It seems appropriate to start a new blog about politics on election day, before we know who will win. Whether it's appropriate to start a political blog at all is open to debate. I dislike politics. I dislike both parties. I wish we could have had a totally different slate of candidates. I dislike having had to pay attention all this time.
And yet I can't stay away, either. Somehow that's no longer an option. As a kid I used to avoid conversations with my father about politics. I'd cringe whenever the political conventions or debates were on and he'd start arguing with the TV. How could he get that wound up in something that was so unimportant? We only get a chance to do something about it once a year, right?

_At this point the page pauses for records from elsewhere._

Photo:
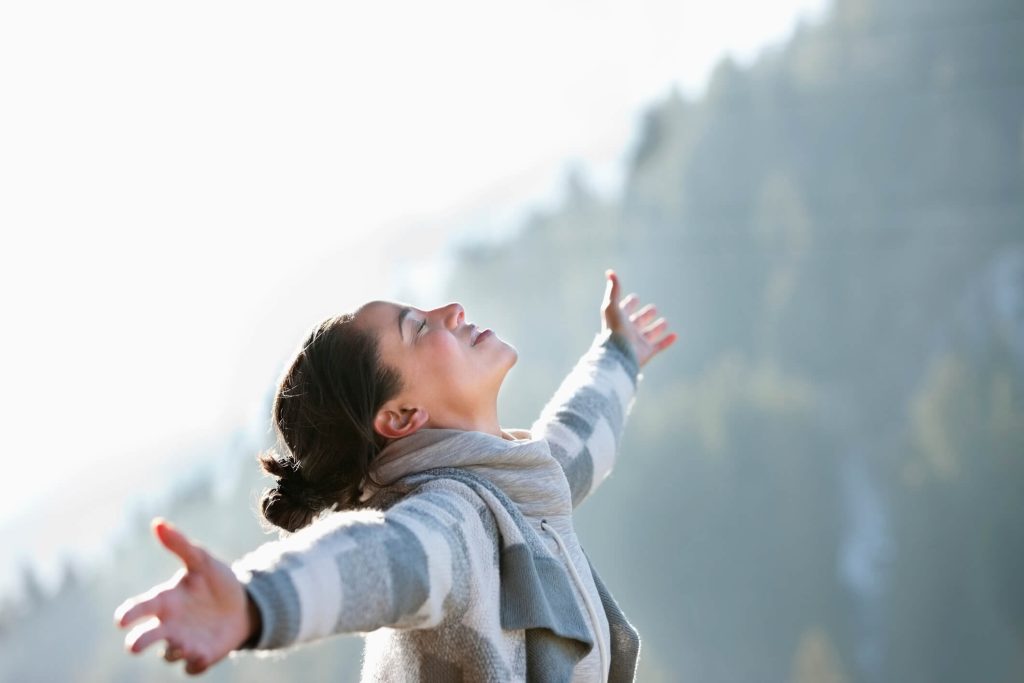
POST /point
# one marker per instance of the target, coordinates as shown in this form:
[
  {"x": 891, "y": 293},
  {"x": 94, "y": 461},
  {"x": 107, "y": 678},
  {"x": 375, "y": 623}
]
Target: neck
[{"x": 481, "y": 421}]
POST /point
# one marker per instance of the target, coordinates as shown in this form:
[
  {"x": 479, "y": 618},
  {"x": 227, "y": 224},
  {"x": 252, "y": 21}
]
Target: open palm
[
  {"x": 647, "y": 335},
  {"x": 202, "y": 611}
]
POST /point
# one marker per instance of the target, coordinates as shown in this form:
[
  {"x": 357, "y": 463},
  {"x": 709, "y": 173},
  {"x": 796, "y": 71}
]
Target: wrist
[{"x": 254, "y": 624}]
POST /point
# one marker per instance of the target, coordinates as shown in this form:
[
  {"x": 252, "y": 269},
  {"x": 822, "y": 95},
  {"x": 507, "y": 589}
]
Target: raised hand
[
  {"x": 646, "y": 335},
  {"x": 202, "y": 611}
]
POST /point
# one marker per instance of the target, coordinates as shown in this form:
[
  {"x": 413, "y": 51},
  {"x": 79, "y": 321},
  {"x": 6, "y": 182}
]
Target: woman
[{"x": 446, "y": 537}]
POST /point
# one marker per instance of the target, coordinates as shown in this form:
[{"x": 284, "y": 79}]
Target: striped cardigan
[{"x": 464, "y": 564}]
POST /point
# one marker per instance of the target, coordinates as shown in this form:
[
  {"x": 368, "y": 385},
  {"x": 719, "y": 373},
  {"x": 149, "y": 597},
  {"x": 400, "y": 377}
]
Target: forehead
[{"x": 381, "y": 317}]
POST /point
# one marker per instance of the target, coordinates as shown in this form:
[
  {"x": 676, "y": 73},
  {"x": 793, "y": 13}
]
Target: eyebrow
[{"x": 401, "y": 319}]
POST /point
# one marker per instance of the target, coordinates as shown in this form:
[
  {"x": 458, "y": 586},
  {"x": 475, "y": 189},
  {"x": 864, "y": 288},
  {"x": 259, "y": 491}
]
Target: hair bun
[{"x": 293, "y": 504}]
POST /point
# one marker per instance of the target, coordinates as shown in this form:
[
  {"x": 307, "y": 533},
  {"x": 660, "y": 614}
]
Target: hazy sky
[{"x": 186, "y": 186}]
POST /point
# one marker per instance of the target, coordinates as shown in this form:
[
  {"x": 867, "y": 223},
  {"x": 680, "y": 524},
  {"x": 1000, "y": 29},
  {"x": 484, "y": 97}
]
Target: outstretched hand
[
  {"x": 202, "y": 611},
  {"x": 646, "y": 335}
]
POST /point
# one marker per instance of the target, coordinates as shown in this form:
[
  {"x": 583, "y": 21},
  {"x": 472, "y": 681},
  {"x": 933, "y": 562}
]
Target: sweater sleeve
[
  {"x": 358, "y": 570},
  {"x": 584, "y": 421}
]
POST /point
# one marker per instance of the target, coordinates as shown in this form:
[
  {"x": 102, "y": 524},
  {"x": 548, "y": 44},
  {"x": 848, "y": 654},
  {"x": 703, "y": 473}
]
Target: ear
[{"x": 395, "y": 422}]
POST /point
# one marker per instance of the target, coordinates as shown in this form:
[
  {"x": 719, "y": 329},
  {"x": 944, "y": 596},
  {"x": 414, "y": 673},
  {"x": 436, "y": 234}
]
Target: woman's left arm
[{"x": 584, "y": 421}]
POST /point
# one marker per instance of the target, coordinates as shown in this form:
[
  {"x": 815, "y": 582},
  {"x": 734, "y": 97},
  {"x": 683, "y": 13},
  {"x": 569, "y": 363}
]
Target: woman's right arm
[{"x": 352, "y": 571}]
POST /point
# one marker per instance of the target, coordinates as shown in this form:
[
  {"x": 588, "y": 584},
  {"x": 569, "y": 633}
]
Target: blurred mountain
[{"x": 821, "y": 480}]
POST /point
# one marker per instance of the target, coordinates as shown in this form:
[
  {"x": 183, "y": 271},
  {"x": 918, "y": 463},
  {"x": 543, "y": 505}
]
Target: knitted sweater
[{"x": 464, "y": 564}]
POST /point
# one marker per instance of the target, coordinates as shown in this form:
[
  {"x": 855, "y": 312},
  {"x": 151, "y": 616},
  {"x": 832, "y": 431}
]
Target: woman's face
[{"x": 450, "y": 368}]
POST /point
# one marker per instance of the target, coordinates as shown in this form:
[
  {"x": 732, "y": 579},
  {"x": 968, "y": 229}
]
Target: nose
[{"x": 453, "y": 314}]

Then I grew up. I got a job, bought a house, got married, and started a family. It matters. These clowns will be controlling the environment I will have to live in for the next few years. They will be the ones who decide if my sons must go to war. They can help me get ahead, or they can keep me down.
It matters.
And now I find myself arguing with the television and actively scanning media for more insights into candidate X's positions or how issue Y may affect me. I have become my father. I understand him better now.
Yet as important as politics has become to me, I still consider myself outside of it all. I probably lean conservative, but I call myself a moderate. I will probably find myself running for office some day, so I'll have to connect myself with one party or another some day, but I'll resist that as long as I can.
I'm the president of my homeowners association. Mostly because no one else wanted the job, but also because I care. The condition of the neighborhood I raise my family in matters. If I don't do something, then nothing is what will happen. In our last neighborhood that meant eight-foot plastic pterodactyls hanging from trees, horrific Christmas light displays up--and burning--year round, rental properties with more weeds than lawn, and campers and boats cramping the streets to the point that our two-lane was really a one-lane. I don't want nothing to happen again.
And I will put aside my distaste for the whole process today and go vote after work. Because it matters. I will probably take my older kids with me so they can see how it works. Because I want it to someday matter to them.
I am not optimistic about our future. The nation appears ready to elect a president that I'm afraid hasn't really told us what he really wants to do, but has rather been telling us what he thinks we want to hear. But I have thought about it, and if he wins I will claim him as my president. I will not belittle him and his position like so many have done the last two presidents. Not voting for him does not absolve me of not granting him the basic respect his office deserves.
I have hope for the future. It's a hope that I will have been wrong about him, that ultimately he will prove as intelligent and thoughtful as his supporters claim, and that perhaps we don't see things so differently after all. It's a hope that, if I'm right about him, he won't have an easy time of getting his way.
It's a hope, too, that perhaps the media will return to their original role of comforting the afflicted and afflicting the comfortable instead of trying to get someone elected. Or, even better, just report the news.
It's not a great hope. But there's always tomorrow.